Every time I visit Portland, I am always inspired by the various creative personalities around the city and the various creative outlets and design aesthetics that “keep Portland weird.” Tell us more about the art community in town.
It’s true, there are so many creative amazing people in this town. It felt that way from the moment I got here in 2005. In those days, everyone was an artist, musician, filmmaker, or something creative. It was cheap to live here, so the scene was sort of thriving — and I think it created a vortex that attracted more creative people. I don’t think any of these people who I have in mind are making a conscious effort to “keep Portland weird,” but they’re still just doing their thing and haven’t left. The flip side is that it’s gotten way more expensive to be here, and creative spaces have been replaced by condos and tech firms. I don’t have much else to say about the art community of Portland because I don’t exactly feel I am a member.

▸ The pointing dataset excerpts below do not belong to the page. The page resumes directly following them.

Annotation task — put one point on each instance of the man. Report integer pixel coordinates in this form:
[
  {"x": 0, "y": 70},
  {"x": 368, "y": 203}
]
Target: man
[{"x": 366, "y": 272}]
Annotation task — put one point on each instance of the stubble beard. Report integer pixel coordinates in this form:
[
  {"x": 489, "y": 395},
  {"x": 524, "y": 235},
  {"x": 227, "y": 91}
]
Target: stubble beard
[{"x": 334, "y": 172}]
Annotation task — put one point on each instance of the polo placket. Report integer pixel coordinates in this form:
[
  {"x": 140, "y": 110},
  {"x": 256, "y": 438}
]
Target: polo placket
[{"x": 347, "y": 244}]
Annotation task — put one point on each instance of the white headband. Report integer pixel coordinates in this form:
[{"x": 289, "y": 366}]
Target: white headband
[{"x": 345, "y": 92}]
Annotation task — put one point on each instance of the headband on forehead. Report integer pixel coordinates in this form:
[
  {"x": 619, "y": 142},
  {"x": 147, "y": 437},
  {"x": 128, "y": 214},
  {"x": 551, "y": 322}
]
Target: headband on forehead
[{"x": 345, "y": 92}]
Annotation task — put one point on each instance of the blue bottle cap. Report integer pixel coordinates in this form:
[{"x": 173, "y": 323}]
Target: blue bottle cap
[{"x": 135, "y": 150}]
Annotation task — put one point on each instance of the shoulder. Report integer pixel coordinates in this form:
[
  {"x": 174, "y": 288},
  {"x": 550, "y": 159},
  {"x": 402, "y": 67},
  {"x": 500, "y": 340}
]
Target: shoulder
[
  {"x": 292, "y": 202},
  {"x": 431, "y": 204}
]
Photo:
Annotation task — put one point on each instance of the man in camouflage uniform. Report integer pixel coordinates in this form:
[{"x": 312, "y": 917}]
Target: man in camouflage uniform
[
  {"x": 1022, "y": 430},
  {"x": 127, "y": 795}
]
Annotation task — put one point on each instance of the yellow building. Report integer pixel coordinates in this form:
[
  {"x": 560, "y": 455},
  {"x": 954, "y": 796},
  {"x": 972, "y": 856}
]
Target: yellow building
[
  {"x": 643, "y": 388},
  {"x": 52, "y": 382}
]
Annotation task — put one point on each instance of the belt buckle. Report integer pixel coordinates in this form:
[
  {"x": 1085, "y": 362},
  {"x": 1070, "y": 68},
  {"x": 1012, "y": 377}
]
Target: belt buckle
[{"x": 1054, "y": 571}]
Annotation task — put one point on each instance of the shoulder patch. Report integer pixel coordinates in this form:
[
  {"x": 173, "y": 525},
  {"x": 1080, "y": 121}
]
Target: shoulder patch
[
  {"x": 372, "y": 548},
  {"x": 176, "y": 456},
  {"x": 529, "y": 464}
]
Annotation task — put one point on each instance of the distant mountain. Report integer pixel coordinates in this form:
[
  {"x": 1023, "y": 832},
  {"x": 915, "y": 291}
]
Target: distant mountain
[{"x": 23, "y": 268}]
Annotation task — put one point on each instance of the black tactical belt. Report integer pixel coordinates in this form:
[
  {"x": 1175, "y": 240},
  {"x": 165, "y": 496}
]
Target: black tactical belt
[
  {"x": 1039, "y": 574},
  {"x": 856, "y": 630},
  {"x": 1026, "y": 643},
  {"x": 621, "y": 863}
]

What are your favorite parts about Portland and the area in which you live?
I live in the Cully neighborhood and I like it. It’s a pretty diverse neighborhood, which is rare in Portland. It’s fairly quiet and there’s not as much construction as other areas.
What’s it like being a surfer in Portland?
It can be pretty torturous. It is possible that I spend more time driving than actually surfing. I would prefer to be surfing every day. That said, we get some really great waves in Oregon — it gets frickin crowded at the popular spots, but there are usually some cool people in the water.
What got you into surfing in the first place?
I got into surfing when I moved to the Lost Coast in Northern California. I’d never lived near the beach before and there wasn’t a lot of pavement to skate. So I gave it a try! Not an easy place to learn, but it stuck for me.
Any parting thoughts, words of wisdom, or sage advice?
Nah, I don’t have anything to teach anyone. I’d welcome all three.